With the banks struggling to bridge the trade finance gap that has opened up since tighter regulations were introduced post-crisis, a global shortage of funding is forcing a wave of innovation in the trade finance market. We see alternative private credit providers moving in to the space, fintech solutions now emerging and blockchain platforms taking off, all creating huge opportunities for innovators and entrepreneurs.
For the most part, the current drive for innovation falls into three categories: efforts to bring in new lenders and investors to the commodity financing space; moves to transform traditional tasks; and, advances aimed at enhancing transparency, traceability and collaboration.
In the first camp we see the emergence of private debt funds, seeking to bridge the gap between borrowers and institutional investors. Nick Makin, chief of staff of Audentia Global – an alternative credit manager – says, “our direct private lending activities create sources of capital which optimize transactions beyond current trade finance banks’ capabilities and ultimately facilitate funding between investors and physical producers.” But there are also initiatives coming out of the big trading firms in this part of the market, with one industry source pointing out that Trafigura launched an innovative funding programme at the end of 2017, for example, and not all innovation relates to technology. That US$470 million non-recourse funding programme combined receivables finance, structured commodity finance, asset finance, supply chain finance and securitisation for commodity inventories and will offer Trafigura greater liquidity, through a scalable product that will be more flexible than a straightforward borrowing base or line of credit.
When it comes to transforming traditional tasks, there are now clear signs of fintech making inroads into trade finance and treasury. Some of the most recent innovations are in online platforms such as Trade Finance Market, which can provide standard services such as receivables financing, supply chain finance and trading lines through an electronic marketplace for global non-bank SME trade finance, with a focus on emerging markets.

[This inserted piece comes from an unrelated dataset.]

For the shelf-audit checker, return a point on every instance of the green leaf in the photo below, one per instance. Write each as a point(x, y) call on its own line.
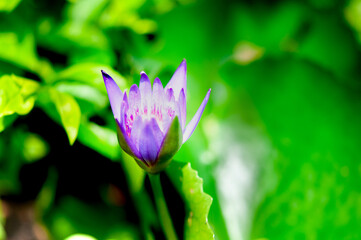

“The aim is to provide as much efficiency and simplicity as possible to transactions,” says the COO of an Independent Oil & Gas company. “The platform seeks to enable the applicant to provide the information to enable transparency. The cost is still high on an operational basis, but might cancel the horrendous commitment fee many trade finance funds and now banks are asking from their clients.”

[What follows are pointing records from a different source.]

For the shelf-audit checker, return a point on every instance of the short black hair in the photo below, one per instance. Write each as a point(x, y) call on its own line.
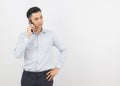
point(32, 10)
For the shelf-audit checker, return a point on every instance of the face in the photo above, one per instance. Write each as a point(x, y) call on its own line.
point(37, 20)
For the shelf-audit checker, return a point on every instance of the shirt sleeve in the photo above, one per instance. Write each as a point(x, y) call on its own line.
point(58, 43)
point(21, 45)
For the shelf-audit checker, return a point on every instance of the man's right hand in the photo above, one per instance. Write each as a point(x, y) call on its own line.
point(29, 32)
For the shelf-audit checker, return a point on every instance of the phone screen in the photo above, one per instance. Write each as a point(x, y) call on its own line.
point(30, 22)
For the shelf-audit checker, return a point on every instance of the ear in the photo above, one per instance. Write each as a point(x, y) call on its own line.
point(29, 20)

Blockchain clearly also has a role to play in addressing some of the big issues in trade finance, bringing benefits through its ability to reduce processing time, eliminate the use of paper and save money, while at the same time boosting transparency, security and trust. Many bankers see trade finance as the area most likely to benefit from blockchain technology, and platforms such as TradeIX and Komgo promise to deliver efficiencies, simplifying the work of traders and banks and thereby reducing response times and smoothing the operational process.
Souleïma Baddi, CEO of Komgo, says: “For the first time, the industry has decided to move forward together to solve ancient-age problems, and for the first time a technology answers to its needs in terms of privacy, security and efficiency, while supporting its decentralised way of operating. To be successful, this change has to be driven by businesspeople coming from the industry that have been facing its pain points on an everyday basis, backed by UX/UI talent and the full range of IT skills.”

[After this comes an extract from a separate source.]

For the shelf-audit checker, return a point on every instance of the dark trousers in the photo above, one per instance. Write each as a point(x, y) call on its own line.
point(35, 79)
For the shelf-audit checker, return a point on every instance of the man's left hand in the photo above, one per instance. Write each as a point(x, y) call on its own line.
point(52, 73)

Firms operating in all three of these areas are vying for experienced trade finance talent, looking for the key skillsets of a deep knowledge of commodity finance and derivatives, a genuine understanding of physical commodities, and a track record. Makin says, “we built our team at Audentia around a specific skill set and expertise. Our investment committee has extensive practical experience in physical commodities trading, derivatives and risk management, and commodity financing.” To ensure a robust risk management process and an ability to accomplish an outsized targeted return profile, each transaction needs to be looked at from the eyes of a financier who also brings an understanding of the physical risks and nuances of the logistics involved in a particular transaction. Deep IT and technical skills are also – obviously – in high demand.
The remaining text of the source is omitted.